Find the inverse of $8$ modulo $27$

Question

I'm working on finding the inverse of an element in a multiplicative group (mod n). Say the question is:

Find x such that 8x = 1 (mod 27)

Applying extended Euclid's algorithm gives: 1 = 3*27 - 10*8

So x = -10 satisfies the equation, however I would like to have an x which is also in the group. What I did (for no particular reason) is try -10 mod 27 and for some reason it works:

8*17 = 1 mod 27

But why?

-- Edit --

Actually I think I figured it out:

Take 1 = 3*27 - 10*8

Add and subtract 27*8:

1 = 3*27 - 10*8 + 27*8 - 27*8

= 3*27 + 17*8 - 8*27

= -5*27 + 17*8

Answer 1

Interpret your congruences computations as computations in the ring $\mathbf Z/27\mathbf Z$. Determining the modular inverse of $8$ is finding the inverse of $[8]$ (the congruence class of $8$ mod. $27$).

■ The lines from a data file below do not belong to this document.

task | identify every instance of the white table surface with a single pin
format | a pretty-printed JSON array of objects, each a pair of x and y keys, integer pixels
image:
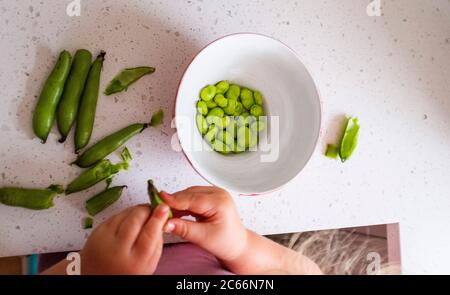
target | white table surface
[{"x": 392, "y": 71}]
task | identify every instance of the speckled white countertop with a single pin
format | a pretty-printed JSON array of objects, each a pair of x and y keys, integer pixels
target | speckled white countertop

In this ring, the extended Euclidean algorithm tells you that $[8]^{-1}=[-10]$. But $$[-10]=\{-10,-10+27=\color{red}{17}, 44,71,\dots,-10-27=-37, -64, -91,\dots \}.$$ So, whatever solution the extended Euclidean algorithm provides, there will exactly one representative of the same class between $1$ and $26$.

Answer 2

Remember that $a \in \mathbb{Z}_{n}$ is invertible if, and only if, $\gcd(a,n)=1$. But, $\gcd(9,27) = 9$ so, $9$ is not invertible. Therefore, $\mathbb{Z}_{27}^{\ast}$ is not a group.

But, $\gcd(8,27) = 1$, so $8$ is invertible. You found it correctly.